Y así conversaron un rato más hasta que el crepúsculo llenó la casa.
Una hora después, la noche había caído sobre la ciudad. Loló se despidió de sus huéspedes, que ahora acudían a tareas más propias de su actual estado.
El reloj dio las nueve. Cuando la anciana se dirigía a la cocina notó que, desde hacía rato, el apartamento se hallaba sumido en un inquietante silencio. La cotorra parecía dormir en su jaula. ¿Tan temprano? Se dirigió al comedor y metió un dedo entre los barrotes, pero el animalito no se movió. Tuvo un presentimiento y abrió la puerta de la jaula para tocar su plumaje. La carne rígida y aún tibia se iba enfriando rápidamente. Dio un rodeo a la jaula para mirar desde otro ángulo. Fidelina había muerto con los ojos abiertos.

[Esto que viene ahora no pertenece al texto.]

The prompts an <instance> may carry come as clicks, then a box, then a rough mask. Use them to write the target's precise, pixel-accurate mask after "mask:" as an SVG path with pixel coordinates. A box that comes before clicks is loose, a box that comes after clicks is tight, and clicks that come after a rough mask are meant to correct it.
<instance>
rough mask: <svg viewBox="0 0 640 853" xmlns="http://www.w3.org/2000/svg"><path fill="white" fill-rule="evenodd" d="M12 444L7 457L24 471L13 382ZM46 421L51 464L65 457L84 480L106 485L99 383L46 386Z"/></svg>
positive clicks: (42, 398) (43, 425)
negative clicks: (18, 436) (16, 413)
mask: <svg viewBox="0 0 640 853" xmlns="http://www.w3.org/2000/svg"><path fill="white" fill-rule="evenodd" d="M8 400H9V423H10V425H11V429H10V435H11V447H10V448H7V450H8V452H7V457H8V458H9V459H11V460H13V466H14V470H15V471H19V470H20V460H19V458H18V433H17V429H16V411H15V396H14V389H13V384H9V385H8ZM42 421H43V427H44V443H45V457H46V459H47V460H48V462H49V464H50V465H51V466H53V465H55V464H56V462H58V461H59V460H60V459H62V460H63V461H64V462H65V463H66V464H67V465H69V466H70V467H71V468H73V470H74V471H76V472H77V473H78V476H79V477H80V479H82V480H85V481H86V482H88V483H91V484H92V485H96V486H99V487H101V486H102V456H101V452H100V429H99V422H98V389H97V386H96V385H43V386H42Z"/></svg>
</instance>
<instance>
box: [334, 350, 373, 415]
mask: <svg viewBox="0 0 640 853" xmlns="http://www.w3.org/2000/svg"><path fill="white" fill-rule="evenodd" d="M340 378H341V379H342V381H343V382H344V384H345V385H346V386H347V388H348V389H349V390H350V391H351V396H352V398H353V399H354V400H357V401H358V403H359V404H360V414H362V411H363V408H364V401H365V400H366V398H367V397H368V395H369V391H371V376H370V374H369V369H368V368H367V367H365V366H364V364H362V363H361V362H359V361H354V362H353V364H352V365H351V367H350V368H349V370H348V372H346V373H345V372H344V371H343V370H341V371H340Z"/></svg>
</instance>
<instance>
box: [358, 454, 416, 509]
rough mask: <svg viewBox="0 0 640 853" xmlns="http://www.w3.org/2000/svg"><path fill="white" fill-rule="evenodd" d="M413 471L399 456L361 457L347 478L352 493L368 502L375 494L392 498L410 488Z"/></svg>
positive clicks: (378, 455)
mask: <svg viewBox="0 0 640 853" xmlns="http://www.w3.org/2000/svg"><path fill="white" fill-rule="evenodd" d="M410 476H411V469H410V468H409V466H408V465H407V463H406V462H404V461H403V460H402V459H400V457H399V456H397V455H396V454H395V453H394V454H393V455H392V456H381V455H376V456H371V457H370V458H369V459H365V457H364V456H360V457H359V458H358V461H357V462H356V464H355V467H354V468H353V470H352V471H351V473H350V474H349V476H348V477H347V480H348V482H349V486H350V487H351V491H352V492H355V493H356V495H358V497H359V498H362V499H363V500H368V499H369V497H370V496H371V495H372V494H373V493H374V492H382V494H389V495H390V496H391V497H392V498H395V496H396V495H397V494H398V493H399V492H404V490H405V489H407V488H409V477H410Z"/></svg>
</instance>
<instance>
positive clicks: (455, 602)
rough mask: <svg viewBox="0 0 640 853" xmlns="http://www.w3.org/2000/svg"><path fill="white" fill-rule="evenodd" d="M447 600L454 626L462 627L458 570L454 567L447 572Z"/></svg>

Sintió lástima de la pobre cotorra y estuvo a punto de rezar una oración por su alma… Pero ¡qué demonios! Esa desgraciada le había desquiciado la vida a ella, a sus vecinos y a media humanidad. Por lo menos ya no volvería a gritar aquellas consignas que enloquecían a cualquiera. De rezos, nada. Mejor se ocupaba de hacerla desaparecer; algo que —pensó con arrepentimiento— debió haber hecho tiempo atrás, cuando la bestia aún estaba con vida. ¿Por qué no lo intentó antes? Designios del cielo, algún karma ineludible. ¿Quién sabe? Pero ya no. Se había librado de esa miserable parca y juró que nunca más dejaría que algo así volviera a aparecer en su vida.
—Descansa en el infierno, Fidelina —dijo, y arrojó un trapo sobre el cadáver de la cotorra.
Mientras regresaba a su apartamento con la respuesta del enigma, Cecilia iba recordando su adolescencia. En aquellos tiempos felices, su mayor aventura era explorar las casas clausuradas por el gobierno, como esa mansión de Miramar, a la que llamaban El Castillito, donde ella y sus amigos se reunían a contar historias de fantasmas en la noche de Halloween. Aunque tal fiesta no se celebraba en la isla, todos los años subían a la azotea de la casa embrujada para invocar los espectros de una Habana loca y lujuriosa que, sin embargo, parecía libre de pecados.
El océano, la lluvia y los huracanes eran bautizos naturales que redimían a los hijos de una virgen que, según la leyenda, había llegado por mar en una tabla, deslizándose sobre las olas en el primer surfing de la historia. No era extraño que esa misma virgen, a la que el Papa coronara Reina de Cuba, se pareciera a la diosa del amor que adoraban los esclavos, vistiera de amarillo como la deidad negra, y tuviera su santuario en El Cobre, región de la cual se extraía el metal consagrado a la orisha africana… Oh, su isla alucinante y mezclada, inocente y pura como un Edén.
Evocó la llovizna que despidiera al Papa en el santuario de San Lázaro —una lluvia curativa, delicada como una filigrana, que se derramó sobre la noche de la isla— y recordó la lluvia sin nubes que cayera sobre Pablo frente al monumento de mármol negro. Por algún azar de la memoria, también pensó en Roberto… Ay, su amante imposible. Hermoso y lejano como su isla. Mentalmente le envió un beso y le deseó suerte.